B: parliamo della scelta dell’autoproduzione…
MM: è un discorso importante, perché c’è una crisi discografica fortissima, per cui se nel 2003 usciva qualcuno con un CD serio d’esordio, mille copie le facevi sicuro perché c’era più fermento, si andava alle serate con una certa mentalità e la gente non era così attaccata a Internet e MySpace. Il discorso che la gente deve capire è molto semplice: più si va avanti e più diventa come un lavoro, passi attraverso delle vicissitudini in cui tu per un tot non puoi lavorare se devi andare in studio a curare come sta venendo fuori il tuo album e non ci sono storie, a meno che non hai la fortuna di avere qualcuno di estremamente fidato che va a controllare per te, com’è stato per me con DB. Ogni persona che masterizza un disco, ruba qualcosa. Il CD è fatto con un prezzo quanto più contenuto possibile e non stiamo parlando dell’artista della casa discografica che ha i soldi, né sarebbe giusto neppure in quel caso, non è mai giusto rubare dalle tasche della gente, specialmente da chi si autoproduce e ci mette migliaia di euro più i mesi di lavoro per portare fuori una cosa del genere. Io, per far uscire questo disco, ho dovuto rinunciare a tantissime altre cose, sono arrivato a lavorare anche 17 ore al giorno, dalle 6 di mattina all’una di notte, dopo tutte queste cose se qualcuno mi masterizza un pezzo vado fuori di testa. A parte la questione del rispetto, io mi vedrò un sogno messo alle strette o ucciso da quanto la gente ti ruba dalle tasche, non esiste. Spero nella correttezza e nel buon cuore di chi è appassionato.
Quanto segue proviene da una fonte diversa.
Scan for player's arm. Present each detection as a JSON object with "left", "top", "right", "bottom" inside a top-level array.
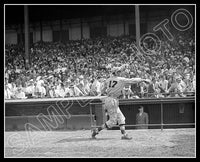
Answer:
[{"left": 119, "top": 77, "right": 151, "bottom": 85}]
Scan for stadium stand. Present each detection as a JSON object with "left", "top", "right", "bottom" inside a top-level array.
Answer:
[{"left": 5, "top": 30, "right": 195, "bottom": 99}]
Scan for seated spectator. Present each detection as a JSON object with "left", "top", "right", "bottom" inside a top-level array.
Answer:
[
  {"left": 157, "top": 75, "right": 168, "bottom": 93},
  {"left": 56, "top": 83, "right": 66, "bottom": 98},
  {"left": 192, "top": 74, "right": 196, "bottom": 92},
  {"left": 49, "top": 85, "right": 56, "bottom": 98},
  {"left": 167, "top": 75, "right": 186, "bottom": 97},
  {"left": 140, "top": 82, "right": 148, "bottom": 98},
  {"left": 74, "top": 84, "right": 84, "bottom": 97},
  {"left": 5, "top": 84, "right": 12, "bottom": 99},
  {"left": 183, "top": 73, "right": 194, "bottom": 93},
  {"left": 131, "top": 82, "right": 141, "bottom": 99},
  {"left": 54, "top": 82, "right": 62, "bottom": 98},
  {"left": 176, "top": 76, "right": 186, "bottom": 95},
  {"left": 40, "top": 83, "right": 47, "bottom": 98},
  {"left": 90, "top": 76, "right": 101, "bottom": 96},
  {"left": 122, "top": 84, "right": 133, "bottom": 99},
  {"left": 67, "top": 84, "right": 76, "bottom": 97},
  {"left": 15, "top": 87, "right": 27, "bottom": 99},
  {"left": 25, "top": 79, "right": 35, "bottom": 98},
  {"left": 147, "top": 77, "right": 157, "bottom": 98},
  {"left": 9, "top": 82, "right": 17, "bottom": 98},
  {"left": 82, "top": 78, "right": 91, "bottom": 95}
]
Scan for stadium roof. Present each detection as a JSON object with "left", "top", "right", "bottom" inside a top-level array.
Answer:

Matt Manent o non Matt Manent, se si continua di questo passo, finito il giro della gente pazza che ha voglia di fare dei dischi, non ci sarà più niente e già in Italia abbiamo molto poco.

B: in poche parole, cos’è “Palestra di vita”?
MM: “Palestra di vita” è il concetto fondamentale dei miei 24 anni e tutto il percorso attraverso cui un bambino nasce, cresce e diventa un giovane adulto, uomo non si può dire, quello lo valuti alla fine della tua esistenza. “Palestra di vita” condensa tutto questo, è un lavoro concepito in 18 mesi e quindi tecnicamente rappresenta proprio questi 18 mesi, però è il succo di un’esistenza intera. Ci sono diversi pezzi, tra cui appunto la titletrack, che descrivono il contesto in cui sono venuto su, “Strettamente personale”, palesemente rivolto ai miei genitori perché li reputo esempio di qualcosa di raro, poi ci sono altre sfaccettature di me che vengono fuori, come quello un po’ più goliardico di “Mascalzoni latini”, coi Duplici, perché siamo tre pazzi, oppure la riflessione sullo stato attuale dell’arte come in “Bruciamo vivi”. “Palestra di vita” vuole anche rompere i confini e andare più in là, è il caso di “Universal speaker”, cinque strofe in cinque lingue. Non m’interessa che la gente capisca o meno, spero che comunque smuova qualcosa e faccia capire il concetto fondamentale che l’Hip-Hop non è America-virgola-Italia-tra parentesi: l’Hip-Hop è globale. Io ho fatto un pezzo in cinque lingue, ma c’è dell’Hip-Hop in ogni lingua del mondo, poco o tanto. Connettere è la prima cosa.